Colombians running for presidency shun guerrillas' blessing
BY JOHN OTIS
Houston Chronicle
BOGOTA, Colombia -- Just a few days before Colombia's 1998 presidential election, newspapers ran a photograph of a Marxist guerrilla leader posing with an aide to candidate Andrés Pastrana.
Strapped to the rebel's wrist was a Pastrana-for-president watch.
The photo, analysts say, made it clear that the guerrillas preferred to deal with Pastrana, who was campaigning on a peace platform, and helped him win the election.
Now, in the run-up to May's presidential vote, none of the candidates want the rebels' endorsement. Contenders are taking hard-line positions against the guerrillas, who have been waging war for 37 years.
``Whoever the guerrillas favor, the people won't vote for,'' said Hubert Ariza, a political advisor to Horacio Serpa, the presidential candidate for the opposition Liberal Party who is leading in most polls.
Serpa this weekend offered the most dramatic rejection of the guerrillas yet by any of the presidential candidates. He took a bus into southern part of the country that is being held by the nation's largest rebel group, the Revolutionary Armed Forces of Colombia, or FARC, to hold a rally protesting guerrilla abuses inside the zone.
Pastrana withdrew all government troops from the Switzerland-size region in 1998 to coax the FARC to the peace table. At the time, many Colombians were eager to begin talks that could end the nation's long-running civil war.
PEOPLE NOW IMPATIENT
Now, however, many people are outraged by the behavior of the guerrillas and are growing impatient with the peace process.

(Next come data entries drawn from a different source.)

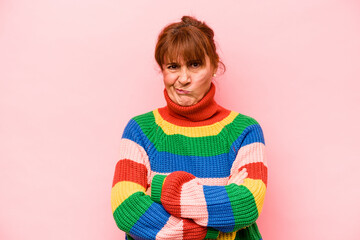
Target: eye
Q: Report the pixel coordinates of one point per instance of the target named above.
(172, 66)
(195, 64)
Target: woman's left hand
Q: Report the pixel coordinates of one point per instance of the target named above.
(239, 177)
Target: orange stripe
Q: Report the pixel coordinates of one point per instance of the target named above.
(220, 115)
(256, 171)
(128, 170)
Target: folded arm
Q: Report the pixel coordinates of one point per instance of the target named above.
(134, 211)
(225, 208)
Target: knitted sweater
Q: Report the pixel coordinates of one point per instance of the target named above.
(187, 155)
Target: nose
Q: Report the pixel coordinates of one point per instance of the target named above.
(184, 76)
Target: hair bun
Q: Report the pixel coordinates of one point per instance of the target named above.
(188, 20)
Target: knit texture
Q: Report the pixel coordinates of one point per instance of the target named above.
(187, 155)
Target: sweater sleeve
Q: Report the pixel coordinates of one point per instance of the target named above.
(226, 208)
(135, 212)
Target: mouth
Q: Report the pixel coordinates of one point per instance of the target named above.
(181, 91)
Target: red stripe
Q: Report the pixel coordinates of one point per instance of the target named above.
(128, 170)
(192, 230)
(171, 191)
(220, 114)
(256, 171)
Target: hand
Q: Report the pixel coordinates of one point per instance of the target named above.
(239, 177)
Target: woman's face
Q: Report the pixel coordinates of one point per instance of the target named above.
(187, 82)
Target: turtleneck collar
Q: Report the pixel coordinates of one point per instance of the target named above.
(204, 109)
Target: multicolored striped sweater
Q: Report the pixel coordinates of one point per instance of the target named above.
(175, 176)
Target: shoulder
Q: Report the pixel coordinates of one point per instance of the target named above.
(243, 119)
(140, 123)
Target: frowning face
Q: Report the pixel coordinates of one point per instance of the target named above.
(187, 82)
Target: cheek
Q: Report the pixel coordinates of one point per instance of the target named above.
(169, 79)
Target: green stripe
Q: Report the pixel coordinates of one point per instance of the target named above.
(193, 146)
(243, 205)
(156, 187)
(129, 212)
(249, 233)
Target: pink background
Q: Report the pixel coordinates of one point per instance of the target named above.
(72, 73)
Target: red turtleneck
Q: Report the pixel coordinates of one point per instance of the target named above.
(205, 112)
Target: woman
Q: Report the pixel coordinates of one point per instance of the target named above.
(191, 169)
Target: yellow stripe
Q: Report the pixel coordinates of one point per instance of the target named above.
(122, 190)
(258, 188)
(203, 131)
(227, 236)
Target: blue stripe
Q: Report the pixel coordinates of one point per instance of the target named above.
(217, 166)
(153, 220)
(202, 167)
(219, 217)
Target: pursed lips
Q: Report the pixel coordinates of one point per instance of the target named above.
(181, 91)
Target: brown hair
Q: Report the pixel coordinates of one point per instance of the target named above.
(189, 39)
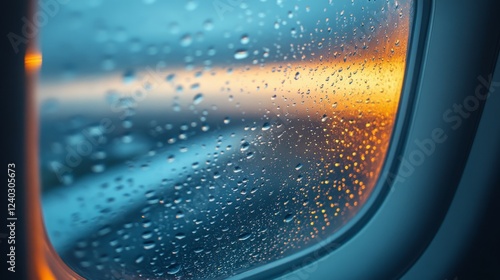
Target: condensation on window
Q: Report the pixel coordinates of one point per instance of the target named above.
(202, 139)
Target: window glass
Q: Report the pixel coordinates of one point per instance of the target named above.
(201, 139)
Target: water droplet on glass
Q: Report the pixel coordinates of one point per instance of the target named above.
(198, 99)
(241, 54)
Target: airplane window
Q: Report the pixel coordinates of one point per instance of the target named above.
(201, 139)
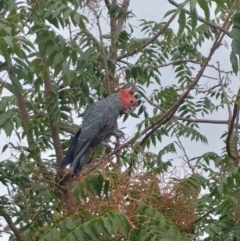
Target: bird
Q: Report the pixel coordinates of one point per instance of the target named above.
(98, 125)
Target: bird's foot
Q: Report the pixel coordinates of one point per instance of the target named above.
(76, 177)
(119, 134)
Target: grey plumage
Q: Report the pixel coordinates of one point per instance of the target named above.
(99, 123)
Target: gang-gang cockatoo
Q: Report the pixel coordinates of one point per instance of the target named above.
(98, 125)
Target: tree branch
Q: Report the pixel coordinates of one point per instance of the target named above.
(231, 126)
(23, 114)
(203, 20)
(13, 227)
(169, 114)
(150, 41)
(48, 90)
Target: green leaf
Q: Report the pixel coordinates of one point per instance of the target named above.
(182, 22)
(204, 6)
(8, 40)
(234, 62)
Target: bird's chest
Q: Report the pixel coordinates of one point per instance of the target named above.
(108, 129)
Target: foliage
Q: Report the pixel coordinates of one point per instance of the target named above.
(53, 67)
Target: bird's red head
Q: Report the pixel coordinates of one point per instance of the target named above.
(127, 98)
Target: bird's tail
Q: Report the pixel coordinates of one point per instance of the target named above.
(70, 154)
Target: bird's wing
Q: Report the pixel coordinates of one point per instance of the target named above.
(70, 153)
(94, 121)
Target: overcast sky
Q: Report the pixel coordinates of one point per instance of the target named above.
(154, 10)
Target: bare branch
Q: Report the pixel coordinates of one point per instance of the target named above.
(23, 114)
(231, 126)
(169, 114)
(203, 20)
(150, 41)
(53, 128)
(13, 227)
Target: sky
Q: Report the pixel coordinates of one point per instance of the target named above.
(154, 10)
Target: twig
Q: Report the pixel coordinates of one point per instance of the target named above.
(203, 20)
(53, 128)
(205, 215)
(13, 227)
(224, 93)
(23, 111)
(184, 150)
(231, 126)
(150, 41)
(169, 114)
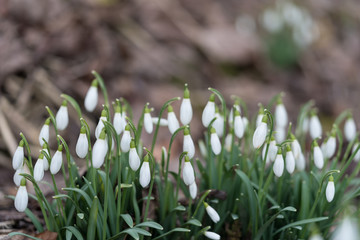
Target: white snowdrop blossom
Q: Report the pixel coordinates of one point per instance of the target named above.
(99, 150)
(315, 127)
(125, 140)
(188, 144)
(134, 159)
(209, 111)
(62, 116)
(173, 123)
(278, 167)
(82, 144)
(145, 174)
(215, 142)
(18, 157)
(350, 129)
(39, 168)
(260, 133)
(214, 216)
(21, 198)
(188, 172)
(330, 189)
(91, 97)
(44, 132)
(186, 112)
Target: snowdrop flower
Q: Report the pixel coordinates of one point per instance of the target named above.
(148, 121)
(188, 172)
(315, 126)
(99, 150)
(318, 156)
(163, 121)
(172, 120)
(62, 116)
(215, 142)
(44, 132)
(145, 174)
(290, 160)
(212, 235)
(56, 161)
(350, 129)
(238, 125)
(209, 111)
(193, 190)
(212, 213)
(330, 189)
(278, 167)
(260, 133)
(185, 108)
(18, 157)
(39, 168)
(281, 117)
(82, 144)
(126, 139)
(21, 198)
(188, 144)
(100, 124)
(91, 97)
(134, 159)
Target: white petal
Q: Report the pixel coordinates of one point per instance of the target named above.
(62, 118)
(188, 146)
(21, 199)
(208, 113)
(91, 99)
(186, 111)
(145, 175)
(148, 123)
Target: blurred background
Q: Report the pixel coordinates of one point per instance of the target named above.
(147, 50)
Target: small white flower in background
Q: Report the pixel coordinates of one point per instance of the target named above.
(281, 117)
(18, 157)
(193, 190)
(56, 161)
(318, 156)
(212, 213)
(188, 144)
(148, 125)
(219, 123)
(21, 198)
(100, 124)
(44, 132)
(315, 126)
(163, 121)
(215, 142)
(188, 172)
(39, 168)
(278, 167)
(290, 160)
(185, 108)
(238, 125)
(350, 128)
(82, 144)
(62, 116)
(125, 140)
(173, 123)
(212, 235)
(134, 159)
(260, 133)
(145, 174)
(91, 97)
(330, 189)
(99, 150)
(209, 111)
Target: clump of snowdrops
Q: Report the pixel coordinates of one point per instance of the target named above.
(263, 178)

The rebels are kidnapping civilians, extorting businesses, blowing up oil pipelines and launching attacks against remote towns and villages even as they talk peace with the Pastrana government. Negotiations have been held inside the guerrilla zone for almost three years now, but little progress has been made.
``It's clear that Pastrana's approach has not worked out as people had hoped, and the candidates sense that they need to adopt a tougher line'' toward the guerrillas, said Michael Shifter, a Colombia expert at the Inter-American Dialogue, a Washington public policy institute.

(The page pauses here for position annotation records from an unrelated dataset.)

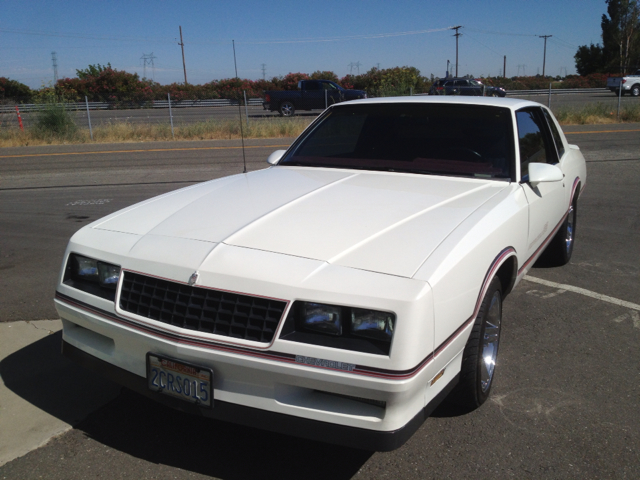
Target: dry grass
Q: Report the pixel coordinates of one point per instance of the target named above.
(598, 114)
(122, 132)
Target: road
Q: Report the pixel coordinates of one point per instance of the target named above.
(565, 401)
(202, 114)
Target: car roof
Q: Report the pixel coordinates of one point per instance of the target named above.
(511, 103)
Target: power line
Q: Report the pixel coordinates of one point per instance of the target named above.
(86, 36)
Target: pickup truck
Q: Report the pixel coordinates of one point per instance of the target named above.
(630, 84)
(311, 94)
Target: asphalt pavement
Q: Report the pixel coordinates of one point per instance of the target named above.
(565, 400)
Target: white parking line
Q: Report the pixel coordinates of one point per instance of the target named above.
(583, 291)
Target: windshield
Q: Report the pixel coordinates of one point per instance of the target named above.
(440, 139)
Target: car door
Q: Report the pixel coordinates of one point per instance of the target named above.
(547, 200)
(313, 95)
(334, 95)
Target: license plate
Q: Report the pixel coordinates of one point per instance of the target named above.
(180, 379)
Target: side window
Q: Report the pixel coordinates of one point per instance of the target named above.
(532, 140)
(556, 135)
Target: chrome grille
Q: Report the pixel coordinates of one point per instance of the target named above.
(201, 309)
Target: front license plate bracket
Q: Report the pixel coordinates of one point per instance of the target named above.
(179, 379)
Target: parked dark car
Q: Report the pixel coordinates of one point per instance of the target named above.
(465, 86)
(311, 94)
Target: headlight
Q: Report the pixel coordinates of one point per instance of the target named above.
(372, 324)
(92, 276)
(322, 318)
(347, 328)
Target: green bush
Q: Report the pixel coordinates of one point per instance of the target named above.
(55, 121)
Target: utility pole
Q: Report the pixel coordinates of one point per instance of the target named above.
(54, 59)
(457, 34)
(544, 60)
(183, 64)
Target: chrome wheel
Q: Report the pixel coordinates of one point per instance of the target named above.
(490, 341)
(479, 356)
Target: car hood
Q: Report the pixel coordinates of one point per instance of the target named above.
(376, 221)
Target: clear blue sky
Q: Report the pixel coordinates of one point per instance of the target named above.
(287, 36)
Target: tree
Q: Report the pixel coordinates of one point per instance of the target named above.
(92, 71)
(621, 34)
(589, 59)
(620, 48)
(14, 90)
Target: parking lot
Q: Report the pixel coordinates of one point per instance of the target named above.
(564, 403)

By traveling to the FARC enclave, Serpa hopes to put pressure on the rebels that will lead to progress at the negotiating table and fewer rebel abuses inside the zone. The FARC has used the sanctuary to train troops, hide kidnapping victims and grow coca, the raw material for cocaine.

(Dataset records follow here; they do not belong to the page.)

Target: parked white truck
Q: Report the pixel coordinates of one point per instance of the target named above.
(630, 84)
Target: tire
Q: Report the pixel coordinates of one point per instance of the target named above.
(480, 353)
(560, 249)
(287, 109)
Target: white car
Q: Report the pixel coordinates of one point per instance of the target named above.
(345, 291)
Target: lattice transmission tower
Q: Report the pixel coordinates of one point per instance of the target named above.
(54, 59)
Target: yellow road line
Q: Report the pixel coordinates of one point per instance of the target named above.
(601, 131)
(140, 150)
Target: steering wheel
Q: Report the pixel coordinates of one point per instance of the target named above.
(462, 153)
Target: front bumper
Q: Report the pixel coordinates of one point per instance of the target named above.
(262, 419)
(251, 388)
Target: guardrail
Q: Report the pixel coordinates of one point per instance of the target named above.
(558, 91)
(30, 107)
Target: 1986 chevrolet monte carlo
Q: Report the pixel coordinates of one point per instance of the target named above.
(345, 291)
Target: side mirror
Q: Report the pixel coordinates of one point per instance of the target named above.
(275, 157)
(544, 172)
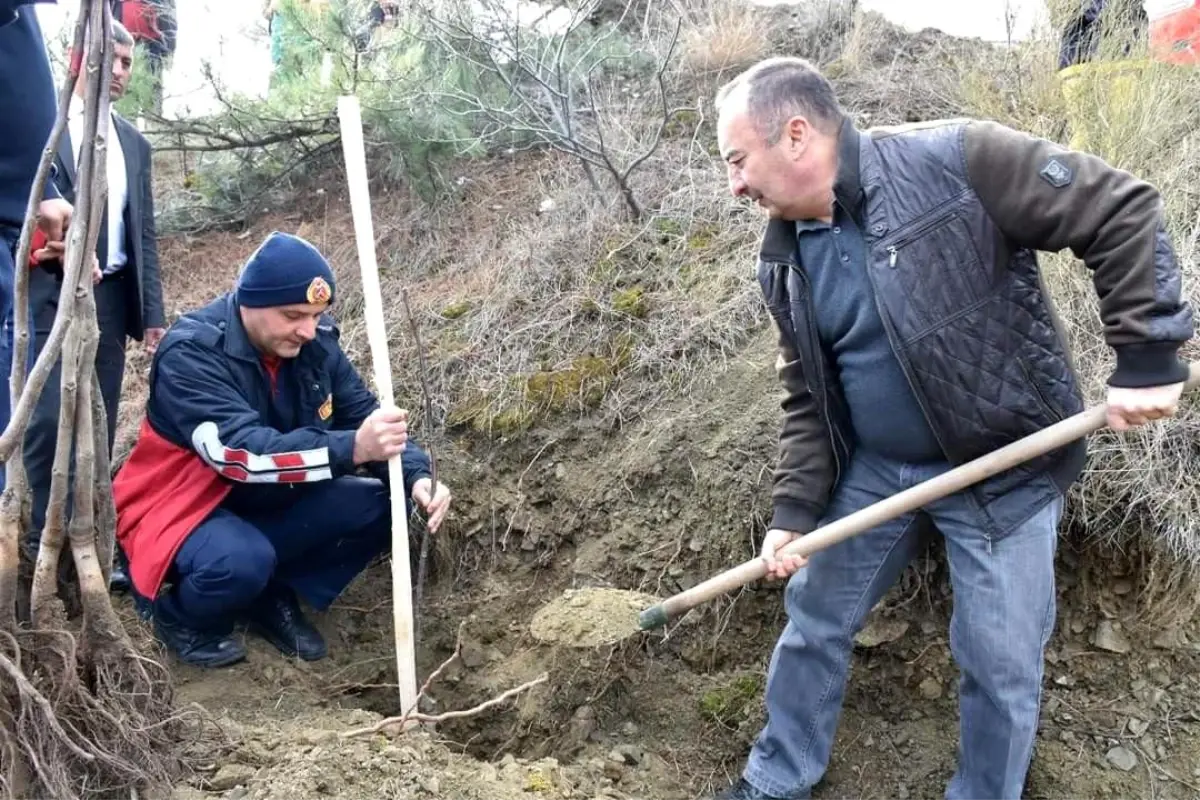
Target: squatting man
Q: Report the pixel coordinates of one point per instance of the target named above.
(899, 266)
(259, 475)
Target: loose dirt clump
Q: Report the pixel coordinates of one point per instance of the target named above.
(585, 618)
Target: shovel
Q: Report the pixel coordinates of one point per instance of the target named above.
(1031, 446)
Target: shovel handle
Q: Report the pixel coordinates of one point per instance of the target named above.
(1031, 446)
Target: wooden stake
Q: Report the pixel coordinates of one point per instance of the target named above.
(351, 116)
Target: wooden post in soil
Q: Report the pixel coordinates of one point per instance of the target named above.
(351, 118)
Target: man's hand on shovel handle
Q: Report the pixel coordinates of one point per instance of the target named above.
(1128, 408)
(780, 566)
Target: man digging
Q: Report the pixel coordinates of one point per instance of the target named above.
(243, 489)
(915, 335)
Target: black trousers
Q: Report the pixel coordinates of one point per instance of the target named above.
(112, 302)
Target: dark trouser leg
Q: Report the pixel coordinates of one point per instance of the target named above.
(220, 571)
(329, 535)
(322, 541)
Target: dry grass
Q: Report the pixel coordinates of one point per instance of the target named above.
(720, 37)
(1140, 491)
(550, 312)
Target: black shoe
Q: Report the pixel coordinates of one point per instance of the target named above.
(743, 791)
(120, 579)
(195, 647)
(276, 617)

Pastrana has indicated that he will renew the status of the FARC zone, which expires next Saturday.
Other presidential candidates are also taking a tough stance toward the rebels.
Alvaro Uribe, an independent and former state governor known for his law-and-order policies, says the FARC must stop kidnapping people and committing other crimes in order for peace talks to continue.
A third major candidate, former foreign minister Noemi Sanin, also an independent, has slammed the FARC as well.
ROLE FOR GUERRILLAS
Many observers predict, however, that the FARC will play a major role in next year's presidential election no matter how loudly the candidates criticize the guerrillas.
Serpa's caravan to FARC territory highlights the rebels' political influence, says María Isabel Rueda, an independent legislator.
``If you need to go all the way down there to make a speech, it
is because, just like in the last elections, the FARC will be a key factor
in the choosing of the next
president,'' Rueda wrote in the Bogotá news weekly Semana.
FARC leader Manuel Marulanda, who backed Pastrana in the 1998 election, has invited all of the presidential candidates to discuss politics with the guerrillas. But, so far, there have been no takers.
Camilo González, a former government health minister and a peace activist, points out that the presidential elections are still a long way off. The first round is scheduled for May. If no candidate wins a majority, the two top vote-getters will meet in a June runoff.
If the peace process gains momentum, González expects the candidates to soften their rhetoric. Both the government and the FARC are discussing the possibility of a six-month cease-fire, for instance.
Such a truce, González said, ``would be a huge step forward.''
``It would also refute the argument of hard-liners who say that the peace process is like a stationary bicycle that never goes forward,'' he adds.